Around two dozen volunteers cycled 30 kilometres from Terenure College to Punchestown in aid of the Christina Noble Foundation, including Ireland national rugby union team members Jamie Heaslip and Cian Healy. Fancy Dress Friday also occurred for the first time, with festival goers being encouraged to don costumes of their own choosing.

==Festival==
===Weather===
There were mud baths on the Friday and Saturday, while there was some sunny weather on the Sunday. There were "persistent downpours". This led to a booming trade for welly salespersons.

Several performers were heard to comment on the bad weather. Stereophonics frontman Kelly Jones moaned: "Even when it was Witnness, it fucking rained". Ezra Koenig of Vampire Weekend said: "I put Oxegen in with that class of rainy festivals in Scandinavia and Glastonbury, but this is our first proper rainy, cold European festival this year". Muse drummer Dominic Howard said: "I feel sorry for the people who are getting rained on all day. Normally, spirits are pretty good even though it is raining - you have to make it a good time, and the will and spirit of the people make it a positive experience. It is a shame because it has been so beautiful recently. Unfortunately, the weather makes a difference because at Glastonbury you get jaded when it is raining, but this year everybody was in a good mood". Two Door Cinema Club told onlookers during their performance to ignore the mud and "enjoy the party". Jay-Z also referred to the weather during his performance: "I really appreciate everybody coming out in the rain. It’s just here to cool us down". Arcade Fire and Jay-Z both ordered many Dunlop wellies. Arcade Fire's Win Butler poured a large bottle of water onto his own head and yelled at the crowd: "Look, now we’re all the same".

===Performances===
Eliza Doolittle was the first act to perform on the Main Stage at 14:00 on 9 July. She performed songs such as "Mr Medicine", "Skinny Genes" and "Pack Up". Cian Healy aka DJ Church was the first to perform in the Dance Arena. Jay-Z arrived on stage after a 30-minute delay and drew a positive response when he referred to 2009 comments by Noel Gallagher: "That bloke from Oasis said I couldn’t play guitar, someone should have told them I'm a fucking rock star". Jim Carroll of The Irish Times dismissed Arcade Fire's Main Stage headlining performance as a "Friday night flop". Rosemary Mac Cabe, in the same publication, praised the performance of Empire of the Sun, saying "Facepaint, masks and pantomime-style dancers were mere embellishments to standout beats and choruses – and lead vocalist Luke Steele gave us something to talk about by breaking his guitar and throwing the pieces into the outstretched hands of an awestruck crowd".

The Stranglers were the first band to perform on the Main Stage on 10 July. Jennifer Aniston's former boyfriend John Mayer was forced to cancel due to an undisclosed illness, resulting in the promotion of Two Door Cinema Club to the Main Stage. Florence & the Machine performed in the rain. Her Main Stage performance drew thousands of people despite it clashing with a particularly bad downpour of rain. Dizzee Rascal performed a version of Nirvana's "Smells Like Teen Spirit". A large crowd attended The Black Eyed Peas performance. Muse began their Main Stage headlining performance with one of their most well-known songs "Plug In Baby" in the hope that it would delight the drenched crowd.

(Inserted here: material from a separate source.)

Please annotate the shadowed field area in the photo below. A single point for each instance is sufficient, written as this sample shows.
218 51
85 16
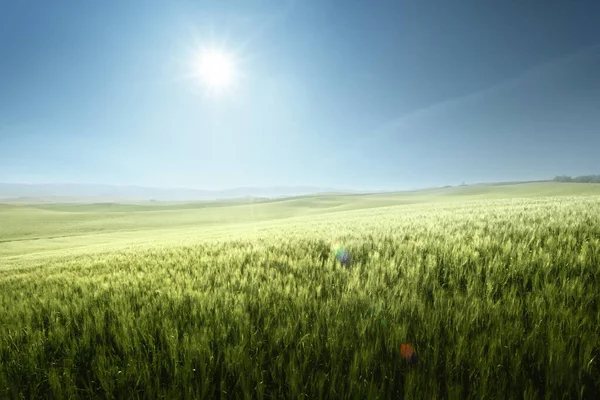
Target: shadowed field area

Echo & the Bunnymen were the first band to perform on the Main Stage on 11 July. Earth, Wind & Fire performed afterwards. The 2010 FIFA World Cup Final was broadcast on a 100 metres squared screen by the Nokia Live Stage on the Sunday night. This clashed with Paolo Nutini's Main Stage performance. Eminem headlined the Main Stage on the Sunday night of the festival, dressed in black and white clothing, and performing new and old songs. The performance, littered with multiple "motherfuckers", had been dogged by persistent rumours beforehand that said it would be cancelled and the organisers had to reject all of these. Eminem asked the organisers for some festival mementos.

===Signing tent===
The Hot Press Signing Tent returned. On Friday there were appearances from Eliza Doolittle, Delorentos, Codes, Darwin Deez, Villagers, and Tinie Tempah. On Saturday there were appearances from Wild Beasts, 3OH!3, Bombay Bicycle Club, Ash, and Cathy Davey. On Sunday there were appearances from Thirty Seconds to Mars, and The Courteeners.

===Backstage===
Jay-Z sent two security guards to Punchestown in advance to examine the area in which he was to perform. He jetted into Dublin, asking that his dressing room be filled with red wine, a selection of spirits, tequila shots and cigars.

Eminem requested gym equipment for his own personal use.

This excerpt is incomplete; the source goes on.